Do we want the millions of abortions performed annually to be
multiplied? Do we want the precious, tender qualities of womanhood, so
much needed for our racial development, to perish in these sordid,
abnormal experiences? Or, do we wish to permit woman to find her way
to fundamental freedom through safe, unobjectionable, scientific
means? We have our choice. Upon our answer to these questions depends
in a tremendous degree the character and the capabilities of the
future American race.




CHAPTER III

THE MATERIALS OF THE NEW RACE


Each of us has an ideal of what the American of the future should be.
We have been told times without number that out of the mixture of
stocks, the intermingling of ideas and aspirations, there is to come a
race greater than any which has contributed to the population of the
United States. What is the basis for this hope that is so generally
indulged in? If the hope is founded upon realities, how may it be
realized? To understand the difficulties and the obstacles to be
overcome before the dream of a greater race in America can be
attained, is to understand something of the task before the women who
shall give birth to that race.

What material is there for a greater American race? What elements make
up our present millions? Where do they live? How do they live? In what
direction does our national civilization bend their ideals? What is
the effect of the "melting pot" upon the foreigner, once he begins to
"melt"? Are we now producing a freer, juster, more intelligent, more
idealistic, creative people out of the varied ingredients here?

Before we can answer these questions, we must consider briefly the
races which have contributed to American population.

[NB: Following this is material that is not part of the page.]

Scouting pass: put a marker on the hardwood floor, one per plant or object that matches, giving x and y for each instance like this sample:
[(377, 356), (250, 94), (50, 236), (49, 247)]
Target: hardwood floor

Among our more than 100,000,000 population are Negroes, Indians,
Chinese and other colored people to the number of 11,000,000. There
are also 14,500,000 persons of foreign birth. Besides these there are
14,000,000 children of foreign-born parents and 6,500,000 persons
whose fathers or mothers were born on foreign soil, making a total of
46,000,000 people of foreign stock. Fifty per cent of our population
is of the native white strain.

Of the foreign stock in the United States, the last general census,
compiled in 1910, shows that 25.7 per cent was German, 14 per cent was
Irish, 8.5 per cent was Russian or Finnish, 7.2 was English, 6.5 per
cent Italian and 6.2 per cent Austrian. The Abstract of the same
census points out several significant facts. The Western European
strains in this country are represented by a majority of native-born
children of foreign-born or mixed parentage. This is because the
immigration from those sources has been checked. On the other hand,
immigration from Southern and Eastern Europe, including Russia and
Finland, increased 175.4 per cent from 1900 to 1910. During that
period, the slums of Europe dumped their submerged inhabitants into
America at a rate almost double that of the preceding decade, and the
flow was still increasing at the time the census was taken. So it is
more than likely that when the next census is taken it will be found
that following 1910 there was an even greater flow from Spain, Italy,
Hungary, Austria, Russia, Finland, and other countries where the iron
hand of economic and political tyrannies had crushed great populations
into ignorance and want. These peoples have not been in the United
States long enough to produce great families. The census of 1920 will
in all probability tell a story of a greater and more serious problem
than did the last.

Over one-fourth of all the immigrants over fourteen years of age,
admitted during the two decades preceding 1910, were illiterate. Of
the 8,398,000 who arrived in the 1900-1910 period, 2,238,000 could not
read or write. There were 1,600,000 illiterate foreigners in the
United States when the 1910 census was taken. Do these elements give
promise of a better race? Are we doing anything genuinely constructive
to overcome this situation?

Two-thirds of the white foreign stock in the United States live in
cities. Four-fifths of the populations of Chicago and New York are of
this stock. More than two-thirds of the populations of Boston,
Cleveland, Detroit, Buffalo, Pittsburgh, Milwaukee, Newark, Jersey
City, Providence, Worcester, Scranton, Paterson, Fall River, Lowell,
Cambridge, Bridgeport, St. Paul, Minneapolis and San Francisco are of
other than native white ancestry. Of the fifty principal cities of the
United States there are only fourteen in which fifty per cent of the
population is of unmixed native white parentage.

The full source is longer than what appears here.